How we ranked the VPNs for travel
A “best VPN for travel” ranking is not a generic best-VPN list — it is judged on the shape of a trip, where the app must do all four jobs reliably from your phone the moment you arrive:
- A genuine Irish server and speed. A real physical Dublin server so the telly and banking work from your hotel, and the pace to stream and price-check without waiting — NordVPN is the fastest in our 2026 tests, with ExpressVPN close behind.
- Country reach. More regions means more streaming libraries and prices to compare. Proton VPN leads at 145 countries, then NordVPN (118), IPVanish (112), ExpressVPN (105), with Surfshark and CyberGhost at 100.
- Devices and Wi-Fi security. Enough slots for the phone, tablet and laptop you travel with — all cover 10+, Surfshark and IPVanish unlimited — plus a kill switch and auto-connect on every pick.
- Restrictive-country support. For China and the Gulf — where ExpressVPN stands alone on our list.

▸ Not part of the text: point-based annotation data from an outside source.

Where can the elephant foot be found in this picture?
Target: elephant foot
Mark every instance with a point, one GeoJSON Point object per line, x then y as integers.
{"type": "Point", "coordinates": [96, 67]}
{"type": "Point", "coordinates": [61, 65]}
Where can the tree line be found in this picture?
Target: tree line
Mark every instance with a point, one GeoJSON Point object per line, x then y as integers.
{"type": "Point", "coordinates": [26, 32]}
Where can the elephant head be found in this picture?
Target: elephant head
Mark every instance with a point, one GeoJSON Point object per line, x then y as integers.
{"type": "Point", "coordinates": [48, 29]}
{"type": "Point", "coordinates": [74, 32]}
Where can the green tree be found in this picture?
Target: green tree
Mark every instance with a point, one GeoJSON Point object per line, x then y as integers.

On that balance NordVPN leads as the all-rounder, ExpressVPN follows on reliability and its restrictive-country edge, Surfshark takes third on family value, and Proton VPN is the reach pick. For the picture where price and privacy weigh more evenly across all uses, see our best VPN for Ireland ranking.
Our top picks for travel
NordVPN — the best all-rounder for a trip
Our number one. The fastest VPN in our 2026 tests, with 118 countries, real Dublin servers and 10 devices — it keeps Irish TV and banking working from the hotel, secures every untrusted network, and has plenty of regions to price-check, fast. For most trips, simply the one to pack. Full detail in our NordVPN review.
ExpressVPN — the pick for restrictive countries
Heading to China, the UAE or anywhere heavily censored, this is the one we recommend — per our data the only pick rated to work in China, via obfuscation that gets through where others fail. Reliable and fast everywhere else too, with 105 countries and 10 devices; it costs a little more, the only reason it is not first.
Surfshark — the family travel pick
The choice for a family on the move. Unlimited simultaneous devices on one plan from about €1.99/mo covers every phone, tablet and laptop in the party — nobody left out — and it reliably brings back Irish TV and a Dublin IP. Just turn auto-renewal off after the intro.
Proton VPN — the widest reach, plus a free tier
For the most regions to stream and price-check from, Proton has the most countries of any pick at 145, top privacy, physical Dublin servers and 10 devices — plus a genuine free tier, a real no-card way to test before you fly. IPVanish (unlimited devices, 112 countries) and CyberGhost (longest 45-day refund) round out the list.